Did you ever wish you could talk like a Troll?
Now you can! Your speech may not turn out to be pure Ogham since it’s difficult to sound out hatch-marks and slashes, but you can come pretty close to Troll Idiom if you salt your language with a few words from grumbly old Yahbut’s Lexicon below.
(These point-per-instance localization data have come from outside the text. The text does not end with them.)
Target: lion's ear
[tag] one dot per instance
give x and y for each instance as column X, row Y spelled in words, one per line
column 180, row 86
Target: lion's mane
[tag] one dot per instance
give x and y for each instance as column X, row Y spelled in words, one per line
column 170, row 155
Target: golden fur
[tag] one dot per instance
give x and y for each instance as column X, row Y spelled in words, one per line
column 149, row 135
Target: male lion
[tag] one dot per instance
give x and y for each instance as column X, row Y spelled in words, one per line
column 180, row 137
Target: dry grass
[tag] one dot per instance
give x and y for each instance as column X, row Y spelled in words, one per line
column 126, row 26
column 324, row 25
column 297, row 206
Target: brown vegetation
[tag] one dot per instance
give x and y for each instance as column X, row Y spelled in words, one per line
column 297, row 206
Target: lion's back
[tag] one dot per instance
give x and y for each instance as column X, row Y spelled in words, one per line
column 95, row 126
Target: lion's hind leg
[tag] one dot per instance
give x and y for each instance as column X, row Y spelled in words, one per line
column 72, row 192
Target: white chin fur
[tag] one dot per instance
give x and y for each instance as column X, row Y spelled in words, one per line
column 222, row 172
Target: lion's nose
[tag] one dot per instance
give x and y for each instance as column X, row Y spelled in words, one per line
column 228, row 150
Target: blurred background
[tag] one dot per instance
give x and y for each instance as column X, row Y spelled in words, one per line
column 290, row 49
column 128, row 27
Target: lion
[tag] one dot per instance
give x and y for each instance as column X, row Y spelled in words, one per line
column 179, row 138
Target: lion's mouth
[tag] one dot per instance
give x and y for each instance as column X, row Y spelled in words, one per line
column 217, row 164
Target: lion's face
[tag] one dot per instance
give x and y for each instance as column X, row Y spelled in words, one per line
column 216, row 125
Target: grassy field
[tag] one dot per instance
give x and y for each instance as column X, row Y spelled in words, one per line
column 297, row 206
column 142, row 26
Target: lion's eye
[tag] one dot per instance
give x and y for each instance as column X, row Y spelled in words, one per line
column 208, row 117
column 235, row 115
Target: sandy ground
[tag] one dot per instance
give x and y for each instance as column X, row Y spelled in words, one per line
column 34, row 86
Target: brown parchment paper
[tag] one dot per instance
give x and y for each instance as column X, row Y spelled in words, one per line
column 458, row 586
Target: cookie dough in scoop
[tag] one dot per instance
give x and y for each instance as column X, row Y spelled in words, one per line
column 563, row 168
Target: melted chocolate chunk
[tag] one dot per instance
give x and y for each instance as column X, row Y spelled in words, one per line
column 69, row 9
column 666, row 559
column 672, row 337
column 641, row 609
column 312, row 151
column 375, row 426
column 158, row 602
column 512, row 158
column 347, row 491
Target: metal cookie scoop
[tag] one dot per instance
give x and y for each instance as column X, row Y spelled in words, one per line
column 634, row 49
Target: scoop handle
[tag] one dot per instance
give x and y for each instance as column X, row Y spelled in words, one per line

You may even be able to do what Yahbut does — say things that are insulting without the person you’re insulting knowing what you really meant….
OF TROLL CURSES, FORBIDDEN SLURS & “SAY-NOT’S”
(translated from the Ogham originals)
Sneaderbender– One who hates to waste a booger
Sneaderbending – the art of booger-flicking
Crapplefrizzling– Shitting in your own or another’s hat
Crapplefrizzler – one who wears such a hat (above).
Note: a crapplefrizzling sneaderbender and a sneaderbending crapplefrizzler are both tasteless arse-holes and very, very similar, but they DO differ in how much effort they give to wrist-flicking versus doffing the crap-filled chapeaux.
Schnippzit! – What you say to a “freathin’ gleat”to shoo it away before you are forced to castrate it for its own good.
Freathin’ gleat – (translation: “Your father sleeps with [or slept with] goats.”) An insult sometimes used as a term of endearment.
Dangmeetl/ Dangmeetla – A cousin with three sets of sex organs (Use the latter feminine ending for cousins who are predominantly females)
Gelb-n-scotchit – (translation: “Go eat human waste!”) Also can be amplified by adding, “Woo-boy! Do a Naomi!”
Tripsy-goopin – (translation: “It’s obvious you’ve been bundling with your mama.”) Not to be used on twins or on groups.
Grata gorpo – Words describing those shitheads who are always grateful for any kind of attention – even the negative kind.
Schneckelfleb – A person who can kiss his own rear end.
Nozzacrotski ballmash – Jock itch (or a wish/curse that you might suffer from some semi-serious disease of the nether regions).
Norbnickety Ratmink – A coat worn in public that absorbs peculiar odors and farts that would otherwise embarrass the wearer.
Schizzlesquibber – Usually a youngster, but actually anyone who drools like a spigot or slobbers disgustingly.
Velb/ prissyvelb – A knob of any shape, usually on someone’s head/ a place to hang wet Kleenex to dry.
Xneptopop! – Word for bell-shaped or three-cornered testicles.
Ylanthy nebbintookus! – Curse to use if you or someone else has fallen on your ass and can’t get up.
Zeemidge – Pocket lint or what you dig out of a belly button
Freem – A cave or other hideaway (as a noun)/”To freem” (the infinitive) is also an action meaning “To Go Get lost!” (in a cave or other hideaway). To say, “I’m freemed!” means you’ve been buried in something undesirable (i.e. rat snot or gelb-n-scotchitted dung beetles.)